3.4. Comparisons of Experimental Results

(1)The traditional methods of hemolysis detection mainly include the Vitros 5600 biochemical immune analyzer to detect hemolysis indexes [5], the neuron-specific enolase (NSE) correction formula [6] and microcolumn gel detection card [30]. Because these experimental methods do not rely on human subjective judgment, it avoids the influence of human subjective factors and improves the accuracy of detection. At the same time, it does not rely on chemical instruments, saves chemical reagents, and is simple to operate. Computers operate much faster than physical and chemical analysis instruments. Therefore, it avoids the drawback of time-consuming measurement of relevant data and improves the detection efficiency to a large extent(2)This experiment compared seven different algorithms: GAN-CNN, GAN-ELM, GAN-ELM-L1, GAN-SVM, GAN-CNN-SVM, CNN-ELM, and GAN-CNN-ELM. The results show that the training model of the GAN-CNN-ELM classifier is adopted, since GAN greatly increased the sample data; compared with the CNN-ELM algorithm, the feature extraction time increased, but the accuracy improved. As the full connection layer in CNN network structure requires backpropagation to adjust parameters, ELM is a single hidden layer feedforward neural network, and the weight of the input layer and bias of hidden layer are randomly selected. ELM is used to replace the full connection layer for feature classification, which effectively reduces the computational complexity of the algorithm and improves the efficiency of model detection. The GAN-CNN-ELM model was compared with other models; the training time and accuracy are optimized. In Table 3, the accuracy is increased by at least 0.16%

Four models with relatively high accuracy are selected: GAN-CNN, GAN-CNN-SVM, CNN-ELM, and GAN-CNN-ELM. The remaining 20% of test data are into different models that are trained for prediction. The results are shown in Table 4.

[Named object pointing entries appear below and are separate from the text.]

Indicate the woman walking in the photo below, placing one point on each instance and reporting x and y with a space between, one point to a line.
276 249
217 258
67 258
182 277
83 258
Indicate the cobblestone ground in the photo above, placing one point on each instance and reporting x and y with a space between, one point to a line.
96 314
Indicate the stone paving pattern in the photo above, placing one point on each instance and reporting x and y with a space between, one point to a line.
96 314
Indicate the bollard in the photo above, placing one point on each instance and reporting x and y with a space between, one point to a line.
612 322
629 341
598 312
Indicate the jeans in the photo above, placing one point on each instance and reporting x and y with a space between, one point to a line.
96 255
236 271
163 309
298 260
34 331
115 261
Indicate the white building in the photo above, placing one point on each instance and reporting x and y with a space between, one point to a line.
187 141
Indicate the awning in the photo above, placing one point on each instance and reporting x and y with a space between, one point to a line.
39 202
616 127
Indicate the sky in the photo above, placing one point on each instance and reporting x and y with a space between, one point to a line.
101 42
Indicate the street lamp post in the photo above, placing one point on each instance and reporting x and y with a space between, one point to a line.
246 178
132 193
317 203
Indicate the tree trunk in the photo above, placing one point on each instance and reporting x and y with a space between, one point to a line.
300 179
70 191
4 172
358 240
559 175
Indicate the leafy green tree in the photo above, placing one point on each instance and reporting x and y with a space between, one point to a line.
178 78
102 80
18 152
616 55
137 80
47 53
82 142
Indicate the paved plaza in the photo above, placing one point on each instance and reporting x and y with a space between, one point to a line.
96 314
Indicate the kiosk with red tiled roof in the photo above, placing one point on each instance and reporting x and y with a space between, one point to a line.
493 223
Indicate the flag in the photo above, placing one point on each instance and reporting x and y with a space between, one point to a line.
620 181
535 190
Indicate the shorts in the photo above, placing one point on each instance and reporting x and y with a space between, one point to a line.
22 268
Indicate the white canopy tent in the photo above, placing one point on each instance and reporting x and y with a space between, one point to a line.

Through the above experimental comparison, the results show that the GAN-CNN-ELM algorithm model is significantly better than the other three models in terms of recognition time and recognition accuracy. The recognition accuracy is increased by at least 2.58%.

4. Conclusion

This paper proposes a GAN-CNN-ELM algorithm model for hemolysis image detection, which uses image enhancement and graphic transformation to enhance image features and expand sample data. Then, we use the GAN to train the existing data to obtain a large quantity of data. The ResNet50 algorithm model is used to extract multilayer features of the pretreated hemolytic experimental atlas. The ELM classifier is constructed to classify the feature values to improve training time efficiency. For the test set, the accuracy of identification is as high as 98.91%. To achieve efficient identification of hemolytic images and accurately determine the hemolytic results.

In the future, multiscale convolution can be used to optimize the generalization degree of the system and the diversity of the recognition. An attempt will be made to improve the accuracy with CNN multiple feature fusion (MFF). The Res2Net framework will be used to extract multilayer features of the image to make the granularity finer and the feature scale more diverse, and the KELM algorithm will be studied to further improve the model training speed.

Data Availability

The image data used to support the findings of this study are included within the article.

Conflicts of Interest

The authors declare that they have no conflicts of interest.

Acknowledgments

This work and its data collection and sharing are supported and funded by the research on local stereo matching algorithm based on a vision system (18jk0509).